Anyway, I ripped this according to the track order on the jacket, which makes the terrific I Got Stung our fourth offering. Having it near the start really helps moves thing along--that was my main motivation for going with the jacket listing. In fact, the label suffixes--W and X--suggest that the second row of titles should be regarded as Side 1, but there's really no way to be sure. All Halo would have had to do was print "Side 1" and "Side 2" on the labels, but more ink means more money, and I seriously doubt Halo cared which side people played first. Halo didn't care if you tossed this to your dog for a game of fetch.
I love the top line, all in the same font and looking like something spit out of a teletype machine: "ultraphonic high fidelity...........Tops in Pops.....longplay." Who in his or her right mind would have believed this LP actually includes "All the latest hit recordings"? Which is one bold (as in, blatantly false) claim. We have to hope that no one mistook this for a legit issue. How would that be possible? We have the label name stuck down in the yellow rectangle that served as the title box (I've found three other versions which sport this cover), and the cheap print isn't even properly centered (notice how "Donna" and "Near You" spill over the bottom line). Meanwhile, the models are shoved to the edges of the pic. I guess I need to revise my "fairly effective jacket" verdict. It is fairly effective--until you analyze it in detail.

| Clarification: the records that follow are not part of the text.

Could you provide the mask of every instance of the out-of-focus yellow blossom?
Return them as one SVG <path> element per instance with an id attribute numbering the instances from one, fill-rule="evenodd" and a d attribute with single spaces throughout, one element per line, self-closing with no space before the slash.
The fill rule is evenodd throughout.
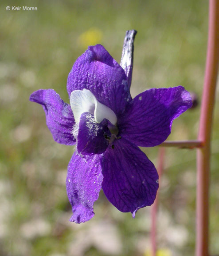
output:
<path id="1" fill-rule="evenodd" d="M 78 44 L 82 48 L 86 48 L 89 45 L 100 44 L 102 34 L 101 30 L 96 28 L 91 28 L 81 34 L 78 38 Z"/>
<path id="2" fill-rule="evenodd" d="M 172 256 L 172 255 L 171 252 L 166 248 L 159 249 L 156 254 L 156 256 Z M 151 250 L 147 250 L 145 253 L 145 256 L 152 256 Z"/>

Given all these crimes against the purchaser, the tracks must be pretty bad, no? Actually, they're terrific. I can't explain it, but I don't complain. The performers put their all into these numbers, and the difference between this group of fakes and the lackluster Tops material of three posts back (the girl with the loud socks) is pretty epic. These are genuinely fine fakes. I guess we can forgive the lousy lettering and deranged numbering system, though we can still make fun of them.
Masterful fakes of the Playmates' Beep Beep, the Big Bopper's Chantilly Lace, Bobby Darin's Queen of the Hop, Little Anthony and the Imperials' Tears on My Pillow, Warren Covington's delightful Tea for Two Cha Cha, and, of course, I Got Stung--one of the best budget fakes ever. We owe "Unknown" a long and heartfelt round of applause.
Oh, and the sound quality is surprisingly good, too. This LP was an accident or something.